His name: Thomas James Brodie.
“T.J. is just a freelance painter,” Ward says over the phone before the sun rises in the Fraser Valley. “He wants to do his own thing. He’s a freelance guy, and he has a lot of colours to the paintbrush.
“I’d rather have a little less colours and a more simple painting.”
Welcome to life with a gifted kid in the classroom. Some days are magical. Some days are maddening.
Rarely are things dull.
“The freelance painting — that’s just in T.J.’s DNA,” Ward says. “But sometimes to get all those colours right, it takes some time.
And Brodie — clearly the most offensively-gifted defenceman in the developmental system — is not exactly one to stay within the lines.
Two years ago, the Chatham, Ont. native shocked everyone in Calgary by making the Flames out of training camp. He ended up playing most of the 2010/11 season in Abbotsford, but roared back the following year to establish himself as a regular on the Calgary blueline. In 54 games with the Flames last season, Brodie registered four goals and 14 points
Dispatched to Abbotsford this season due to the NHL lockout, Brodie realizes this unscheduled stint in the minors can serve as finishing school to polish the finer points of his game.
Priority No. 1: learning to decide on the fly when to pinch and when to play it safe.
“That has to come from me and come from coaching,” Ward says. “You have to guide these guys into when’s the right time and when’s the wrong time.
“The only way you can go through that is through good and bad experiences — both individually and as a team.”
True to form, Brodie has experienced plenty of good mixed in with a sprinkling of not so good this young season as a minute-munching defenceman for the surging Heat (6-1-2.) Through nine games, he has one goal, six points and sits at plus-4.
“Troy wants us to be the best players we can be,” says Brodie, 22. “He wants us to take advantage of the opportunity to play down here and get the ice-time.
In terms of ice-time, Brodie is seeing upwards of 25 minutes depending on the night.
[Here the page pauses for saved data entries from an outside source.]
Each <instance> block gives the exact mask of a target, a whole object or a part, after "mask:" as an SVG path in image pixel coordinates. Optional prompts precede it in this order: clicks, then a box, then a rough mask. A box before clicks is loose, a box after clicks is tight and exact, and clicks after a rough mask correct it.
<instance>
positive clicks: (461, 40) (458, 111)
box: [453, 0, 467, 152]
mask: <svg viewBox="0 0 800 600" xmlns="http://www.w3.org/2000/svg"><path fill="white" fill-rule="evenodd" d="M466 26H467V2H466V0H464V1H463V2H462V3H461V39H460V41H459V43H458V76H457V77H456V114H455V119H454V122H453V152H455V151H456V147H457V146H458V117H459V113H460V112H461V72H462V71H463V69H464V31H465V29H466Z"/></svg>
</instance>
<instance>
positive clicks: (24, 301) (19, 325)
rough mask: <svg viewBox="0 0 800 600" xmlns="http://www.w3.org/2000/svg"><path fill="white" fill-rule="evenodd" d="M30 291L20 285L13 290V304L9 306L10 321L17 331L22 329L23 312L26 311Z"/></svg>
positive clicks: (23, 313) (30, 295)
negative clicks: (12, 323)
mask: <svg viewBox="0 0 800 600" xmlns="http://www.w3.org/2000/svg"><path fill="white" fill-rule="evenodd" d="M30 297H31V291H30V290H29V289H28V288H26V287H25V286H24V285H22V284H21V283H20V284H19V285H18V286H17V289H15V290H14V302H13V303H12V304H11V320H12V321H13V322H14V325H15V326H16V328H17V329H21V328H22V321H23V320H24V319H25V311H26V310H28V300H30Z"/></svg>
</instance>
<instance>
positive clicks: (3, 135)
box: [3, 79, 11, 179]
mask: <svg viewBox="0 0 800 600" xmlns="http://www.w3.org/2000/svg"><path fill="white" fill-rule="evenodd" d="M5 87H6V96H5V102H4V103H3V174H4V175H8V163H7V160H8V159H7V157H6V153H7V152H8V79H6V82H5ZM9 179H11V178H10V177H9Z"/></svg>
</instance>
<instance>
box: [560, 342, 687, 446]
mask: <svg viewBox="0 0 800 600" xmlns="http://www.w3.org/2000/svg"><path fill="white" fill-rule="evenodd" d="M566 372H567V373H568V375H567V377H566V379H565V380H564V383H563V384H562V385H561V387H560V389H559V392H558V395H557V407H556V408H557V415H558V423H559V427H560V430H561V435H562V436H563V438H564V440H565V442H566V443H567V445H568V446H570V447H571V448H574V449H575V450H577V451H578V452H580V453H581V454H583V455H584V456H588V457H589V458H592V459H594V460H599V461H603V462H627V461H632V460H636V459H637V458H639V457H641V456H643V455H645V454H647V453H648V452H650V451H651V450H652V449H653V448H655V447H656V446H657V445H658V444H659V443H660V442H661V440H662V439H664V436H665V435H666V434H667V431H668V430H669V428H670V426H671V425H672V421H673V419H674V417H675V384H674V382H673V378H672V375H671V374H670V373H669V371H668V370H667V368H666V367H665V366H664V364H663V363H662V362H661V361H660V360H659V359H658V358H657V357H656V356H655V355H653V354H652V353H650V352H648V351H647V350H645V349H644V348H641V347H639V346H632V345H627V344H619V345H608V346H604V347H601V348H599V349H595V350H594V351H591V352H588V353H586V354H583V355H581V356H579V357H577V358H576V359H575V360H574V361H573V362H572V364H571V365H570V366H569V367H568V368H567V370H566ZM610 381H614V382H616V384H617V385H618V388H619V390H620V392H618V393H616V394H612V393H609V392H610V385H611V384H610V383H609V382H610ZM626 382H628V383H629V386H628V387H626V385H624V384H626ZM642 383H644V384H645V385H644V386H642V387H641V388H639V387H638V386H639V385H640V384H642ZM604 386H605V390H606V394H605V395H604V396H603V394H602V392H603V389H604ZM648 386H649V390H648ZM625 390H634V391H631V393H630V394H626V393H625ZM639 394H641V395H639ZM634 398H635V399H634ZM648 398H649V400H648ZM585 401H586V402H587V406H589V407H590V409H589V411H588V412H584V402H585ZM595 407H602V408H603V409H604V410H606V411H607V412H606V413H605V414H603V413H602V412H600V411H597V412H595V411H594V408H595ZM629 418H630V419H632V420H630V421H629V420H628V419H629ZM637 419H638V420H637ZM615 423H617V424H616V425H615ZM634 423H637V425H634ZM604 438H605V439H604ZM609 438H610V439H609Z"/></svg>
That workload allows him to test out his decision making in all kinds of situations.
“Sometimes, the read is just wrong,” he says. “You might see something that’s there or not see something that’s there. You watch the video after and you think, ‘ah, I should have done this or I should have done that.’
“It’s definitely good to learn down here, and I’m excited to try to use this time down here to my advantage.”
Next up on the schedule: back-to-back home games starting tonight against the Oklahoma City Barons at a sold-out Abbotsford Entertainment and Sports Centre.
For the uninitiated, this is a matchup between the baby Flames and the high-flying baby Edmonton Oilers, who arrive with star-studded crew that includes Taylor Hall, Jordan Eberle and Ryan Nugent-Hopkins.
In Brodie’s mind, the weekend series ranks as business as usual.
“You’ve got to be aware who they have out there,” he concedes. “You know what they’re capable of. But at the same time we have a game plan. We know what that is. So regardless of who we’re playing, we just have to stick to that and focus on ourselves first.”
Who knows? With all the focus on Oklahoma City’s sheer offensive power, Brodie might be the one to grace the highlight reels — or he’ll simply earn the praise of his coach by making the safe, conservative choice in his own zone.
In other words, Brodie could attempt to paint a Mark Rothko with simple lines or go all Pablo Picasso.
“I don’t want to take that out of T.J., because who is to say T.J. isn’t going to be special some day,” Ward says. “Even from a year ago when he left here, I find him way more special. I find his confidence — I find his creativity and I find his guts to try things — as high right now as they ever have been in his life. And I think he’s earned it . . .
“Now our staff here has to learn how to harness it.”